Return to forum

d3adm4n · August 3, 2022 at 2:05 AM

I am very new to python and image processing, so i want to ask whether captcha like these below here are solvable by processing (e.g. with opencv) and then using google's tesseract (or another ocr/ml process) to read them or not? To be exact, i want to know how to make these images more readable by tesseract.

darkhero77 · August 11, 2022 at 5:21 PM

maybe you can first remove the long colored lines that is obscuring the characters and then turn the image to black/white high contrast image? separate each characters by using the large white space between them? that would surely make things easier for OCR to do its work.

dthang · August 11, 2022 at 10:43 PM

If you start by mapping all the different chars you can find and assigning labels to them, you can use a CNN to solve the problem with pytorch, smth like the models used for imagenet.

Mysterious · August 12, 2022 at 9:59 AM

Captcha generally poor implemented like it will be implemented like post request does not send the Captcha, or you can bypass it. Tried that first.

Next thing I recommend what captcha code (I mean the service like breached also used bb2 captcha) is used or get them, use OCR( you can use the existing code made by someone or make your own (I will prefer this If you can do it)) and train yourself a model.

plaga789 · August 16, 2022 at 4:24 AM

(August 11, 2022, 10:43 PM)dthang Wrote: If you start by mapping all the different chars you can find and assigning labels to them, you can use a CNN to solve the problem with pytorch, smth like the models used for imagenet.

Thamks bro, is a great idea

d3adm4n · August 17, 2022 at 7:36 AM

(August 12, 2022, 09:59 AM)Mysterious Wrote: Captcha generally poor implemented like it will be implemented like post request does not send the Captcha, or you can bypass it. Tried that first.

Next thing I recommend what captcha code (I mean the service like breached also used bb2 captcha) is used or get them, use OCR( you can use the existing code made by someone or make your own (I will prefer this If you can do it)) and train yourself a model.

right, the website actually seems not so properly written, gonna look into that method. Image processing also looks like another monster to learn lol.
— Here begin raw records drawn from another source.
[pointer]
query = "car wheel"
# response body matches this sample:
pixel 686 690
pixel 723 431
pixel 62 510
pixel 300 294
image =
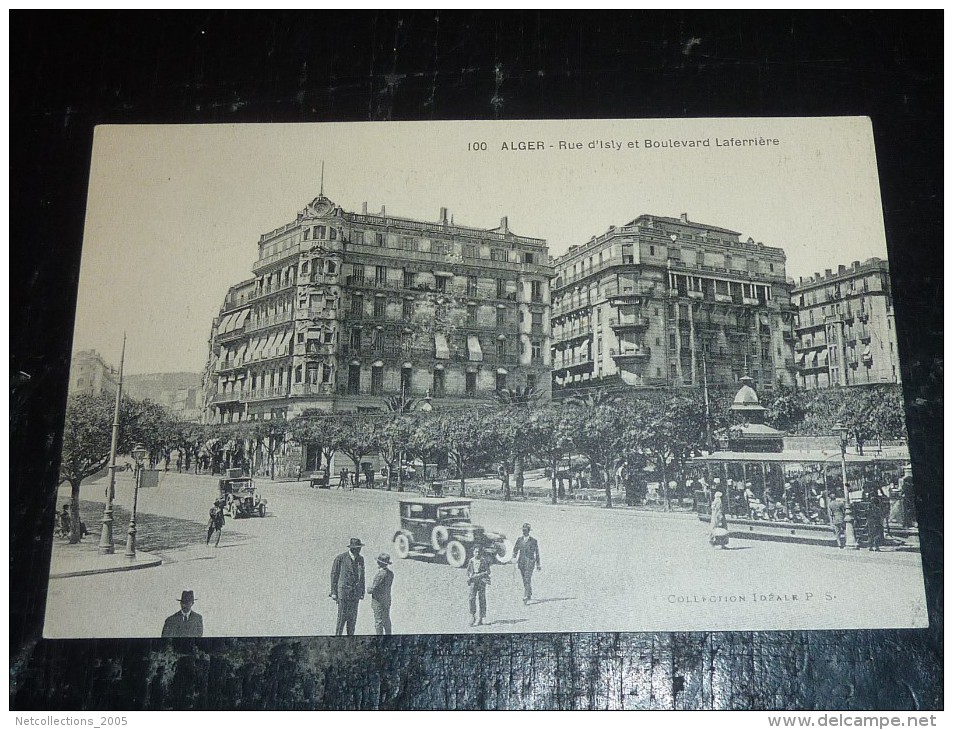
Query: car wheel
pixel 439 537
pixel 401 546
pixel 504 551
pixel 456 554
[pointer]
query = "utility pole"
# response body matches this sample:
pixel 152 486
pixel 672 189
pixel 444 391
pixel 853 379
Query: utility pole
pixel 106 546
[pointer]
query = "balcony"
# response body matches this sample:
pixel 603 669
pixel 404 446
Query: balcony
pixel 628 324
pixel 633 356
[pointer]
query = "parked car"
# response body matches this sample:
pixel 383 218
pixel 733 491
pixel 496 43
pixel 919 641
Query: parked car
pixel 241 498
pixel 442 526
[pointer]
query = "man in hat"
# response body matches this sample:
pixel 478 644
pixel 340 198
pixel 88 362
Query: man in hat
pixel 347 586
pixel 185 622
pixel 526 554
pixel 380 595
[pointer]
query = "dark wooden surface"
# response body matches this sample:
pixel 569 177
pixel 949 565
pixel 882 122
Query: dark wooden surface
pixel 72 71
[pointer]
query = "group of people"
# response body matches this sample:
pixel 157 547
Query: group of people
pixel 349 587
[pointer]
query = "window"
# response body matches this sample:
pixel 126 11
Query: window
pixel 537 323
pixel 354 379
pixel 377 380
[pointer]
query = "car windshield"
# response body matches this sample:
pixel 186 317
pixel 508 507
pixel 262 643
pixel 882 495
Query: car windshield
pixel 459 512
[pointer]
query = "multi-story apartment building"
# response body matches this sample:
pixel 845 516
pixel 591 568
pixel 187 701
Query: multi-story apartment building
pixel 667 301
pixel 347 308
pixel 845 328
pixel 90 374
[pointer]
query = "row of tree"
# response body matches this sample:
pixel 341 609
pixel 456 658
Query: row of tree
pixel 660 427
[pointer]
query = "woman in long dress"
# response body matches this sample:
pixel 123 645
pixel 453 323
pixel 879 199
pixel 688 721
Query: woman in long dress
pixel 719 524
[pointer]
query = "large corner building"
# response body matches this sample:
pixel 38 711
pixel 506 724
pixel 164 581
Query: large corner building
pixel 344 309
pixel 670 302
pixel 846 333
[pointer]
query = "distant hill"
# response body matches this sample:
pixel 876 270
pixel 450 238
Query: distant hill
pixel 180 392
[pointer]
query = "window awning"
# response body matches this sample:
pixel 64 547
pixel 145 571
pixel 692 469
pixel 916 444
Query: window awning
pixel 473 346
pixel 441 346
pixel 224 325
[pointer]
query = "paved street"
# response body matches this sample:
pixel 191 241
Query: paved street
pixel 602 571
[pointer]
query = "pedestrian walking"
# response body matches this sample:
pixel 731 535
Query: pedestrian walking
pixel 526 553
pixel 719 523
pixel 185 622
pixel 216 521
pixel 380 595
pixel 347 586
pixel 478 578
pixel 837 510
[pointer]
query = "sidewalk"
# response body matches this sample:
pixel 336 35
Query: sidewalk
pixel 83 558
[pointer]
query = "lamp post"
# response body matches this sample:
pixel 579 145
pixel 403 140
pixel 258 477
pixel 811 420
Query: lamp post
pixel 139 454
pixel 851 538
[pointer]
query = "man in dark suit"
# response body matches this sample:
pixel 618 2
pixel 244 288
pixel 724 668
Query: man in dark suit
pixel 526 553
pixel 347 586
pixel 185 622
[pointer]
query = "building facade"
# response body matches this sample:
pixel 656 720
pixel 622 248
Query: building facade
pixel 90 374
pixel 845 328
pixel 345 309
pixel 670 302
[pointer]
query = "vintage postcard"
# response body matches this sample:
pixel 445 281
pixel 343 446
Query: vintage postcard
pixel 451 377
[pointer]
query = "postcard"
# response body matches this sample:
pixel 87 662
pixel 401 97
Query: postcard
pixel 455 377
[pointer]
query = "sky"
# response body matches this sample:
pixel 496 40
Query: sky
pixel 175 212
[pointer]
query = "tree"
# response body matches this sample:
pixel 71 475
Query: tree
pixel 516 401
pixel 600 432
pixel 87 438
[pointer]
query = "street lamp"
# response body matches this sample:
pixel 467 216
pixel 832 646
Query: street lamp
pixel 139 454
pixel 851 538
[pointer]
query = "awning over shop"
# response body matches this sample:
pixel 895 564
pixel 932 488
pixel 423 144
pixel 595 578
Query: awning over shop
pixel 473 346
pixel 441 346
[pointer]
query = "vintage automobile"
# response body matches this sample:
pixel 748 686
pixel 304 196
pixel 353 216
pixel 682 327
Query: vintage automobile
pixel 241 497
pixel 442 526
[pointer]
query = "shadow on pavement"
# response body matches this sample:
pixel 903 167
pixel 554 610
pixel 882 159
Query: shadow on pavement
pixel 534 601
pixel 154 533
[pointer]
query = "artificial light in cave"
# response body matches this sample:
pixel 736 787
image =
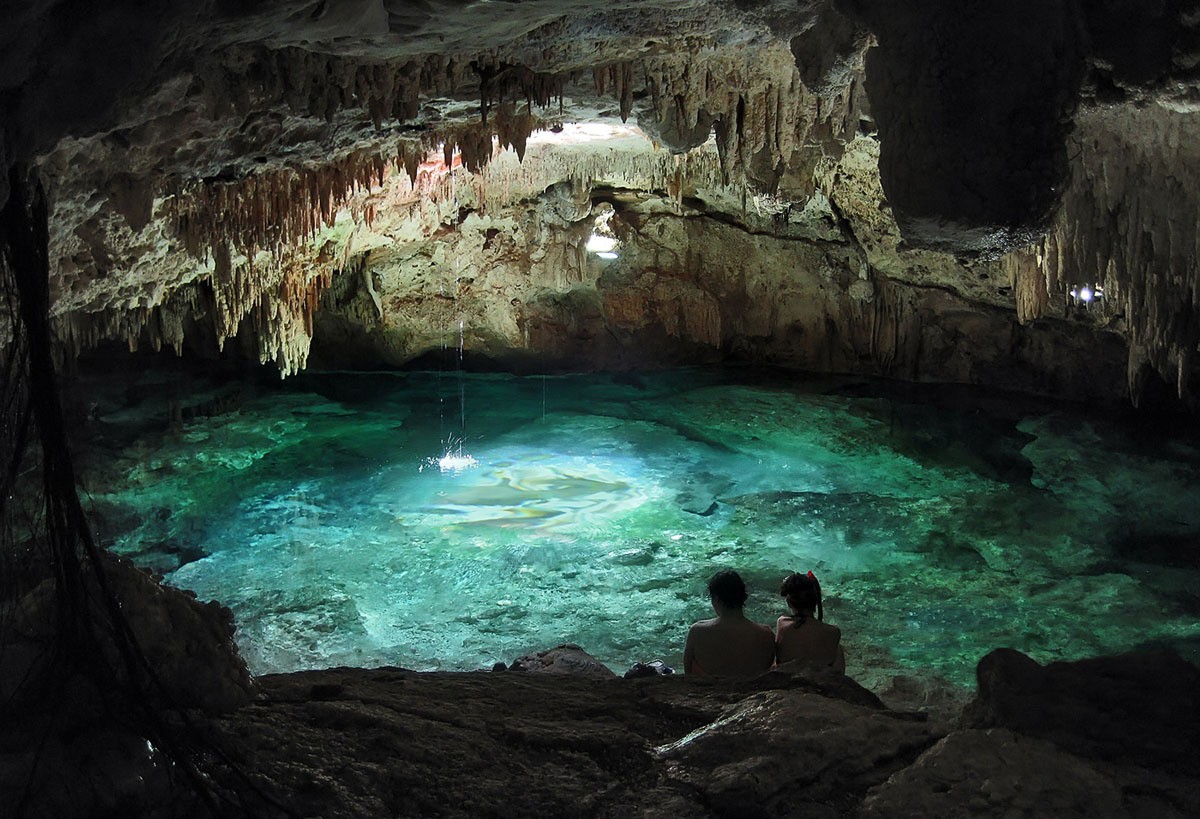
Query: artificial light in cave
pixel 603 241
pixel 1086 294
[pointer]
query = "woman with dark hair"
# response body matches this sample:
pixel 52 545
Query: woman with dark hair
pixel 729 645
pixel 803 635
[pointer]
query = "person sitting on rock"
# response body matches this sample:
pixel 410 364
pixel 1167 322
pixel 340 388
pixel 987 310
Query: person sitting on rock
pixel 729 645
pixel 803 637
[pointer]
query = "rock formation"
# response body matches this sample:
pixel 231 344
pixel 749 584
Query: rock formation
pixel 1001 196
pixel 231 166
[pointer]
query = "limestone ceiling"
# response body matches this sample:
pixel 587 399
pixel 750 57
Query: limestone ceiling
pixel 178 138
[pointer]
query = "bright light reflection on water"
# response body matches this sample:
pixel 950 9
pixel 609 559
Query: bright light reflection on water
pixel 589 509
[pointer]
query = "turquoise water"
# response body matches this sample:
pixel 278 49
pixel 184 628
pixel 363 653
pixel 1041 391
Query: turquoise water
pixel 592 509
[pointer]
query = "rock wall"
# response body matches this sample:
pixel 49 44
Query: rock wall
pixel 819 280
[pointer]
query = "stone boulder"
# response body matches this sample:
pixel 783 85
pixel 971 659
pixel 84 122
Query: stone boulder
pixel 793 753
pixel 1137 709
pixel 995 772
pixel 565 659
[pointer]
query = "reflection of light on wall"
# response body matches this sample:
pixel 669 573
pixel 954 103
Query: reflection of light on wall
pixel 1085 294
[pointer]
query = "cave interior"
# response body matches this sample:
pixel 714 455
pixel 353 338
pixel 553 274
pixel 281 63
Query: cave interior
pixel 227 203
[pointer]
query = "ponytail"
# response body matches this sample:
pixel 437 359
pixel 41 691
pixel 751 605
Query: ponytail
pixel 803 595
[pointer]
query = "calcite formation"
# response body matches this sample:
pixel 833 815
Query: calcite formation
pixel 251 173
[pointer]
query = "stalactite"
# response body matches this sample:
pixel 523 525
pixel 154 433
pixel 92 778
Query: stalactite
pixel 761 109
pixel 1128 226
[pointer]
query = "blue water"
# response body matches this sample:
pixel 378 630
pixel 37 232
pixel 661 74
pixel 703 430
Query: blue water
pixel 592 509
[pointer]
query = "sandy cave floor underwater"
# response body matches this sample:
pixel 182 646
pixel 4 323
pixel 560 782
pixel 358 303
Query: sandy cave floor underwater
pixel 592 509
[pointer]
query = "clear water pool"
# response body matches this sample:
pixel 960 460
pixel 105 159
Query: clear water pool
pixel 592 509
Thanks for the suggestion.

zimzubs111 · August 18, 2022 at 1:06 PM

If you use OpenCV you can add a thresholding filter to the image to make letters stand out and those thin lines probably can be ignored as they are just too small.

jdkfl93 · August 19, 2022 at 9:31 AM

surely they are

tf1234567 · August 19, 2022 at 2:44 PM

There are a large amount of websites which have a captcha but dont actually need it or store the captcha in a session so you can reuse it over and over again.

nomadkora · August 21, 2022 at 4:53 AM

(August 16, 2022, 04:24 AM)plaga789 Wrote:
(August 11, 2022, 10:43 PM)dthang Wrote: If you start by mapping all the different chars you can find and assigning labels to them, you can use a CNN to solve the problem with pytorch, smth like the models used for imagenet.

Thamks bro, is a great idea

Its a great idea thank you